Pas nu er een maand voorbij is, de meeste mensen niet meer vragen hoe het gaat en er vanuit gegaan wordt dat ik er nu overheen ben, lijkt het voor mij pas te beginnen. Het heeft zich nu naar binnen gekeerd. Ik ben continu moe, maar slapen lukt niet goed, ik heb sommige dagen moeite met functioneren en veel van de klachten die ik in de winter 2017 had tijdens mijn burn-out, zijn ook weer terug.

Ik ben iemand die eigen klachten erg graag bagatelliseert (voordat een ander het doet), maar heb onder ogen moeten zien dat er duidelijk sprake is van een terugval.

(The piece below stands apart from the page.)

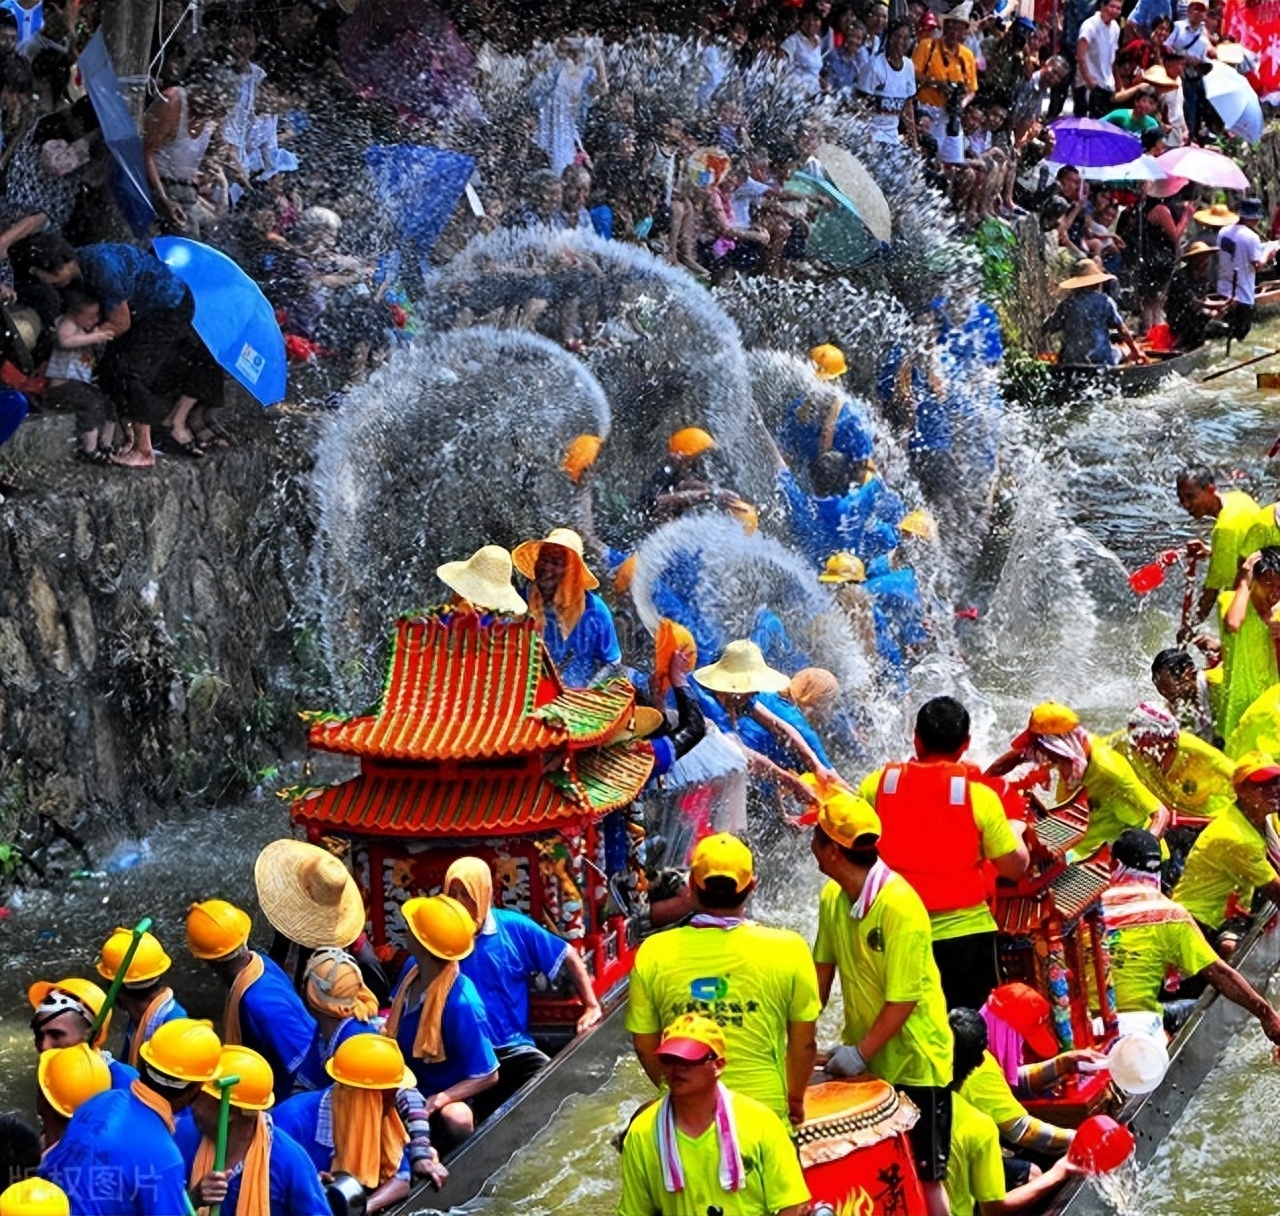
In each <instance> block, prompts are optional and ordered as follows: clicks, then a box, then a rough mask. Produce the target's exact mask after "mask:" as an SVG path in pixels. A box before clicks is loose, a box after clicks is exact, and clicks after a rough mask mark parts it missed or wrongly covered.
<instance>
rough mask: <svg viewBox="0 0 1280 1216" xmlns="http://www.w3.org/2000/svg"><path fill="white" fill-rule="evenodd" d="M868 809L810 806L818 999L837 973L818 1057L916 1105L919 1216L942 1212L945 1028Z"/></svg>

En ik probeer mezelf ervan te overtuigen dat ik me daar niet lullig, schuldig of een aansteller over hoef te voelen. De ene dag lukt dat overigens beter dan de andere.

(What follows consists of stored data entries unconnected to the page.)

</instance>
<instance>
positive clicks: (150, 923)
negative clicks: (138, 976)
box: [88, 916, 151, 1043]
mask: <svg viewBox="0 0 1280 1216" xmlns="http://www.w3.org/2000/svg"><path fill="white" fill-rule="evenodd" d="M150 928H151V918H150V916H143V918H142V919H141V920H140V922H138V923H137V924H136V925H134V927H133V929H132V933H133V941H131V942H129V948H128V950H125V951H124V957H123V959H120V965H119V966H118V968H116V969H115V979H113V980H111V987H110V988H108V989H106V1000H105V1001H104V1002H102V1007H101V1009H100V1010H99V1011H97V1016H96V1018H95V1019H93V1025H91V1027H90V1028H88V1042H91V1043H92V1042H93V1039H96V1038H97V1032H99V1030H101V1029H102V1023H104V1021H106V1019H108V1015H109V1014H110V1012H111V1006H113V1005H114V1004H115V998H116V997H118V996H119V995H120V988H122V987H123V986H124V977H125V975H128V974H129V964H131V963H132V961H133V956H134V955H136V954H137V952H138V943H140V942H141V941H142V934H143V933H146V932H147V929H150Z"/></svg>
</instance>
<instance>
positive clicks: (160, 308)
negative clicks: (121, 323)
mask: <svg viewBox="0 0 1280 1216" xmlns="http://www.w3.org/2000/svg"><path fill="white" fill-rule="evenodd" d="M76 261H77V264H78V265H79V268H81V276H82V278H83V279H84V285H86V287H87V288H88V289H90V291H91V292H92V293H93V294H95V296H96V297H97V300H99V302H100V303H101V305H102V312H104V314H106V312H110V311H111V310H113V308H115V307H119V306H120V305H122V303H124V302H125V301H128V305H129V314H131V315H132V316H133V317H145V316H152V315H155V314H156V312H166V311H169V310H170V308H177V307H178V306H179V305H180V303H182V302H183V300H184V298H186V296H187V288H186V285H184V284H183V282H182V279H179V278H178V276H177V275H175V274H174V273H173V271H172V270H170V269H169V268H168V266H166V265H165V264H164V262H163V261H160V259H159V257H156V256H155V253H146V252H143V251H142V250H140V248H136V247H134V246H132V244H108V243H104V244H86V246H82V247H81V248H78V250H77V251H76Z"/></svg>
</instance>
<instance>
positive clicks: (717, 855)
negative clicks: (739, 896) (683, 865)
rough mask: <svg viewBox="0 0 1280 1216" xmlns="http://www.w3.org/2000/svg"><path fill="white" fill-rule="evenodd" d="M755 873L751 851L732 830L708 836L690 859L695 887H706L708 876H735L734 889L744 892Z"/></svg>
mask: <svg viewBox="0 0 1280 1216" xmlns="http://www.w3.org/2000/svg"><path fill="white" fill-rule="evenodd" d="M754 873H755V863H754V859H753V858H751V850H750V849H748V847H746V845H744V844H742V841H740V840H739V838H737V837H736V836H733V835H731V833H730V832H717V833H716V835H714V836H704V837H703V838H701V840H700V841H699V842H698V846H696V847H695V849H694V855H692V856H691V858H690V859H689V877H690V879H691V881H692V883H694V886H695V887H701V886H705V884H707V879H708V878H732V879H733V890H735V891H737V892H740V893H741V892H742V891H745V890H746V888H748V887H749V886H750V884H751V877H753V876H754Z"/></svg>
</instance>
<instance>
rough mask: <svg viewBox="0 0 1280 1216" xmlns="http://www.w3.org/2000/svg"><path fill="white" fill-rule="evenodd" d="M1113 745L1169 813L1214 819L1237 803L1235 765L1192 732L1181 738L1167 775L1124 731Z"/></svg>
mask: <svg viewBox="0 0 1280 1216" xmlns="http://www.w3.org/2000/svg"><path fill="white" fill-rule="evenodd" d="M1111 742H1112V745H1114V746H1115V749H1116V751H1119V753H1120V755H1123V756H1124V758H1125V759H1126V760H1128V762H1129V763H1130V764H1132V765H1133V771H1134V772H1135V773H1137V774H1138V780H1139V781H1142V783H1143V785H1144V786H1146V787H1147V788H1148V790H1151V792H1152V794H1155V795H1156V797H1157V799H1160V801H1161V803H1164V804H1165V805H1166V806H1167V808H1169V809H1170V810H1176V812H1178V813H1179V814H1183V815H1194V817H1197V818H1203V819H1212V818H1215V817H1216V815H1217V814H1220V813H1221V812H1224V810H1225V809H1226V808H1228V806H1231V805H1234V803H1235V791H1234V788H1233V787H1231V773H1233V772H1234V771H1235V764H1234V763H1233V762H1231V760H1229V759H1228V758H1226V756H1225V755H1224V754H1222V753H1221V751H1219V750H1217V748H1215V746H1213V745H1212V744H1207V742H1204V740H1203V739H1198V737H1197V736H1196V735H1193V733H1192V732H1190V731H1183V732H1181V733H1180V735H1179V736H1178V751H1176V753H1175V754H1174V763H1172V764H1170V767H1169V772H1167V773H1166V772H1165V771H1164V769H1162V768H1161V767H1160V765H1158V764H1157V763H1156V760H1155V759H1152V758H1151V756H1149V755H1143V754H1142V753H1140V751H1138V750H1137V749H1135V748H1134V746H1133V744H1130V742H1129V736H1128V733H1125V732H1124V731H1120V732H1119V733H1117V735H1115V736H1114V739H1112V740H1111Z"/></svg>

Print van olifant met vogels

Emotioneel gezien is het allemaal wel wat stabieler. Al heb ik wel een paar dagen achter elkaar zeer hevige paniekaanvallen gehad. Maar vooral tijdens de eerste 2 weken voelde ik me af en toe net een borderline patiënt. Ik vloog van de ene emotie naar de andere en alles was zo scherp, zó vlijmscherp en aanwezig. Ongefilterd.

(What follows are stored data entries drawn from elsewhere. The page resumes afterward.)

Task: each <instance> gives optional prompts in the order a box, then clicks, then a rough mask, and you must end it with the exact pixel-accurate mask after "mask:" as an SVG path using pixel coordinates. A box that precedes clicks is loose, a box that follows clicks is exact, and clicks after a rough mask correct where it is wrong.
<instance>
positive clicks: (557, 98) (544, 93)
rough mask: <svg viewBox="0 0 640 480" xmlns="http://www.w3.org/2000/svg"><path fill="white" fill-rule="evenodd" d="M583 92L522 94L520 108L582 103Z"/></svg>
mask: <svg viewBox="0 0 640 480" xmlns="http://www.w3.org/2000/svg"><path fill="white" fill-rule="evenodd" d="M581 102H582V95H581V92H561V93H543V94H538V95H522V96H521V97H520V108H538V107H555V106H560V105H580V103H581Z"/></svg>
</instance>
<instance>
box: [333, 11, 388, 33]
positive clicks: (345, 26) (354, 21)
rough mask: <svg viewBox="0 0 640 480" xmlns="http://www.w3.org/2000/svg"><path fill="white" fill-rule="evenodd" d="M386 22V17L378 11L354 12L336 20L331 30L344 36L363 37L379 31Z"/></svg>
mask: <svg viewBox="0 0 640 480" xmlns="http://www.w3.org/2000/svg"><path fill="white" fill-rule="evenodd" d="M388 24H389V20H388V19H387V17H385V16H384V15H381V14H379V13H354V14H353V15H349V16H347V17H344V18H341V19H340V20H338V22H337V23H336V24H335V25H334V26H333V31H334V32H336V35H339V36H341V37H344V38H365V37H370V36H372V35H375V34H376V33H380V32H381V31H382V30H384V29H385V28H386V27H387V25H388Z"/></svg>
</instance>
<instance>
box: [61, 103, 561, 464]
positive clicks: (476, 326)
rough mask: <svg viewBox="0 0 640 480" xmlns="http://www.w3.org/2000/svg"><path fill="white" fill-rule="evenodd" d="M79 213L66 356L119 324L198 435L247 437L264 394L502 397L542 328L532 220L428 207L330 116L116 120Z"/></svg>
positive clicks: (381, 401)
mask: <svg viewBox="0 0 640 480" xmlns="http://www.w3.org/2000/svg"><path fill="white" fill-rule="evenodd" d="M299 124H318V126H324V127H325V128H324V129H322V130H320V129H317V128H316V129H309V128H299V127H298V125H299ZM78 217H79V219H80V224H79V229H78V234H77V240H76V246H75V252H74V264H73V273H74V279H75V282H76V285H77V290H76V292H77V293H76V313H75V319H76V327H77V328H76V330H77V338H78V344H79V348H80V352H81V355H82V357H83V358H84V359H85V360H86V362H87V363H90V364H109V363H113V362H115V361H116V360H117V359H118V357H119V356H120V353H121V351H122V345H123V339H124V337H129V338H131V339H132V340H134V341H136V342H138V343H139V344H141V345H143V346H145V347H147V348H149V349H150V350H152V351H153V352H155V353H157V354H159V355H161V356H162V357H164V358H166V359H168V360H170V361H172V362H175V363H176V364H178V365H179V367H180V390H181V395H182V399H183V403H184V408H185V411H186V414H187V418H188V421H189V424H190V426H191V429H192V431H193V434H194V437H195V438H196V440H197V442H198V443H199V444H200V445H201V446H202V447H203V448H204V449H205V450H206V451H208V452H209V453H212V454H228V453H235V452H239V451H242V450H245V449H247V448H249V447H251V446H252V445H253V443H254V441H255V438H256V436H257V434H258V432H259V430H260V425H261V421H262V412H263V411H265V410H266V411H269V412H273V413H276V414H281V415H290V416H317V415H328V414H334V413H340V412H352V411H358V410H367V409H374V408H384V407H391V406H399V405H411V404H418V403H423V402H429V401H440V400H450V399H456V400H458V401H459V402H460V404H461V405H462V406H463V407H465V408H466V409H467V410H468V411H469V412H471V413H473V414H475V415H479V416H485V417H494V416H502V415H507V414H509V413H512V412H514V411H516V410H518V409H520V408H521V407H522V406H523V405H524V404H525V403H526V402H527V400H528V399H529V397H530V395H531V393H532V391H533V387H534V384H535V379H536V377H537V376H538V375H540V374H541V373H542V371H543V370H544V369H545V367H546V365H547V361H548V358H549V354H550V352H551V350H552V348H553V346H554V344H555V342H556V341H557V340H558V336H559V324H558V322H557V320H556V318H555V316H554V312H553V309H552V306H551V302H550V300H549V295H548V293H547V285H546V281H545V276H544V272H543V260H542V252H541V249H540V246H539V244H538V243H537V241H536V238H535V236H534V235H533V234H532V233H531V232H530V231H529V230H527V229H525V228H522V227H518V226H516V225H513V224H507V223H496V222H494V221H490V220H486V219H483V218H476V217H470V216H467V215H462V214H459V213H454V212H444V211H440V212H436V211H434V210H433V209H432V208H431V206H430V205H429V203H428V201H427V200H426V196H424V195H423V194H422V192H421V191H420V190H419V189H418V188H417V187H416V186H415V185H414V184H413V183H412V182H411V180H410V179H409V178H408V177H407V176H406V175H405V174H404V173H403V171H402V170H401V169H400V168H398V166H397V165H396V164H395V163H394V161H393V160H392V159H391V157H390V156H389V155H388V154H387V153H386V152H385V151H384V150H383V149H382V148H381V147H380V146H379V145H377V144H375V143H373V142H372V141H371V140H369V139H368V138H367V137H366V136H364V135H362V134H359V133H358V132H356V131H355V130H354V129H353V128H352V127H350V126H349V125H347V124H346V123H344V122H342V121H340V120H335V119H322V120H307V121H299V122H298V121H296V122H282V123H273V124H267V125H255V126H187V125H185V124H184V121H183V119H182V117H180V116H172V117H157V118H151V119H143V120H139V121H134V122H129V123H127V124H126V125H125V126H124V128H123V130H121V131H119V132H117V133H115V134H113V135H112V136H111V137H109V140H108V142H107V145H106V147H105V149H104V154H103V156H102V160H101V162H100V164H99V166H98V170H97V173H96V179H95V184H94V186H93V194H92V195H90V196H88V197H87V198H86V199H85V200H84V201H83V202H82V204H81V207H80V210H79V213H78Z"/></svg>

Nu is alles meer handelbaar, soms voel ik zelfs niets. Dat is ook één van de ‘eigenschappen’ die bij een burn-out of een terugval daarvan horen. Als het te veel wordt, als het te vol zit boven, sluit je geest zich af en komt weinig meer binnen.

Dat zorgt er in mijn geval voor dat ik behoorlijk vergeetachtig ben en regelmatig stukjes mis uit mijn geheugen (black-outs), rare en slordige fouten maak en weinig overzicht heb. Maar ook dat ik me emotioneel gezien onbewust lijk te hebben afgesloten, omdat er gewoon meer niet bij past. Ik vind dat wel mooi, hoe ingenieus lichaam en geest (samen)werken. Uit zelfbescherming.

Gedachten aan m’n vader zijn er veel, maar ik zal nooit een klassiek voorbeeld worden van ‘een rouwende persoon’. Huilen doe ik niet en ik denk ook niet dat dat nog zal gebeuren. Ik ben meer een denker. Het gebeurt me bijvoorbeeld vaak dat ik een man van in de 70 op straat zie en dan denk: “Mijn vader zal ik nooit zo zien.”

Of dat iemand het over z’n vader heeft en ik denk: “Ik heb geen vader meer.” Op de één of andere manier, lijkt het besef er de meeste tijd nog altijd niet 100% te zijn. Geen ontkenningsfase, maar gewoon anders.

Zo’n twee weken geleden ben ik bij zijn graf geweest. Door gebeurtenissen tijdens de uitvaart die op 17 maart plaatsvond, was ik te zeer overstuur geraakt om de rest bij te kunnen wonen, dus ik ben niet op de begraafplaats geweest.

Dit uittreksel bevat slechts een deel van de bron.